Change is hard. Even the most agile of organizations have to slave over it. Above all else, the acceptance, adoption, and embodiment of change collectively involves thoughtful communication…and a boat load of it. The difference between those organizations that do this really well and those that simply give it a bunch of lip comes down to one thing (IMHO): how personal the communication gets.

Long before carrier pigeons, telegraphs, telephones, faxes, Email, the internet, texting, web and video conferencing, and social media, there was this really crazy mode of communicating. It was called face-to-face. I know; weird, right?! But as antiquated as it seems – as hard as it is for you to even imagine – there were some benefits to this once revered practice.

First of all, the sender knew with a great deal of certainty that the message was delivered; there were no questions about whether it hit the trashcan unread or whether it was given only cursory consideration.

Secondly, it was harder for the recipient to misunderstand. Not only could one hear the sender loud and clear (no static or technical blips), but they could also read their lips and notice even the most subtle of bodily vibes…the non-verbal cues. One got the point on and between the lines.

C: There was a good old fashioned staying power to these messages. It carried more weight…it stuck. If someone found their time worthy of yours, there was an implicit understanding that the exchange was important. It was much harder to shake the indelible impression left by that exchange; today we can simply obliterate the message with the click of a button…literally.

IV – it was more customizable than any other form of communication ever available to man. If delivered on an individual level, that message could be molded and manipulated to be entirely relevant to that individual alone.

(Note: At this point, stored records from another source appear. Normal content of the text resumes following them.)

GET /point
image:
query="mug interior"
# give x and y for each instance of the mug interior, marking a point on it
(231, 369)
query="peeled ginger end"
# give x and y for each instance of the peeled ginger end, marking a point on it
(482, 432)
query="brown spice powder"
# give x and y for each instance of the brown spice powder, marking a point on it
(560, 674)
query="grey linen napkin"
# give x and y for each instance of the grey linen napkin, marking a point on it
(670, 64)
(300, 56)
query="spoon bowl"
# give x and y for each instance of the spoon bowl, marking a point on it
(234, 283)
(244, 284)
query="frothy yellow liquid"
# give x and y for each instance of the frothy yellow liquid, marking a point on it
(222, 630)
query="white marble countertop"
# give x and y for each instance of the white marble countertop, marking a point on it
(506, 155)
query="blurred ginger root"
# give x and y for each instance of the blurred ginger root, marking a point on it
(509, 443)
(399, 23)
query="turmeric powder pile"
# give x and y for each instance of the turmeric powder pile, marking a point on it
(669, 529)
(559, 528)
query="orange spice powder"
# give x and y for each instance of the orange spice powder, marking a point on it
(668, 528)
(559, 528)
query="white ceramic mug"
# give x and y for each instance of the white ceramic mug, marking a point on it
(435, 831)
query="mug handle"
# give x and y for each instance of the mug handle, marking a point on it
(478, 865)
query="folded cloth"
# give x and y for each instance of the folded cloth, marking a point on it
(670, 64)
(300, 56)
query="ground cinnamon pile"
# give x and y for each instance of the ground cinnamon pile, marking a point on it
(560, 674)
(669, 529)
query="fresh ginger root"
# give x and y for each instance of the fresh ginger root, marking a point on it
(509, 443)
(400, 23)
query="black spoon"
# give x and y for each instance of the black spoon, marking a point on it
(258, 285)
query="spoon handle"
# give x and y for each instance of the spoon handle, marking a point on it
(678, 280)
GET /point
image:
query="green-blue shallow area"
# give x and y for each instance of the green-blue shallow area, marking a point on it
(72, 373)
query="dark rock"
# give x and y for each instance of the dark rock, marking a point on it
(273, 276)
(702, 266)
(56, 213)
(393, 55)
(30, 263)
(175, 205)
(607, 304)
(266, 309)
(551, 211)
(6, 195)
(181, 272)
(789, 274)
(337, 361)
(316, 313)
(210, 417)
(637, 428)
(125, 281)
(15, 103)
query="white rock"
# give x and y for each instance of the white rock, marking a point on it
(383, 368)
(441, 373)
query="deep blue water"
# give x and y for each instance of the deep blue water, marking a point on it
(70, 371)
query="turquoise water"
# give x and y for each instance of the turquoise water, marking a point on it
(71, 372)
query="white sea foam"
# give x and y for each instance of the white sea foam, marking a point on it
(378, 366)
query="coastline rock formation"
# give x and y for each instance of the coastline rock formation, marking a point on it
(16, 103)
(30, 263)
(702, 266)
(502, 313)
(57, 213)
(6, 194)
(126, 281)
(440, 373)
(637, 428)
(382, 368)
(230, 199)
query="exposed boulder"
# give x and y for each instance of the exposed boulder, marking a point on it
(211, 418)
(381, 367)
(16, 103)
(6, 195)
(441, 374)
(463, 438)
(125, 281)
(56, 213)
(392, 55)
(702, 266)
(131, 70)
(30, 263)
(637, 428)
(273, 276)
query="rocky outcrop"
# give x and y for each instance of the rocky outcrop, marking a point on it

Finally – and maybe most importantly – it forged a human contract of sorts. Often it began and ended with a handshake, a smile, and a head-nod. There was eye contact and the rare opportunity to peer just a bit deeper into your partner’s (or adversary’s) soul. And when all was said and done, you either agreed or agreed to disagree. Either way, you agreed.

You want change? Look for certainty, clarity, stickiness, relevance, and agreement. And because face-to-face communication generally gives you all of those, why not get busy with it? Bring it back from the days of old. Build awareness and momentum around change not through some frigid Webex powerpoint presentation; light it up with a good old fashioned one-on-one sit down: your senior leaders with their lieutenants, those lieutenants with their managers, the managers with their staff, and the staff with their peers.

Make it personal – cascade it – and change will not only come, but it will last.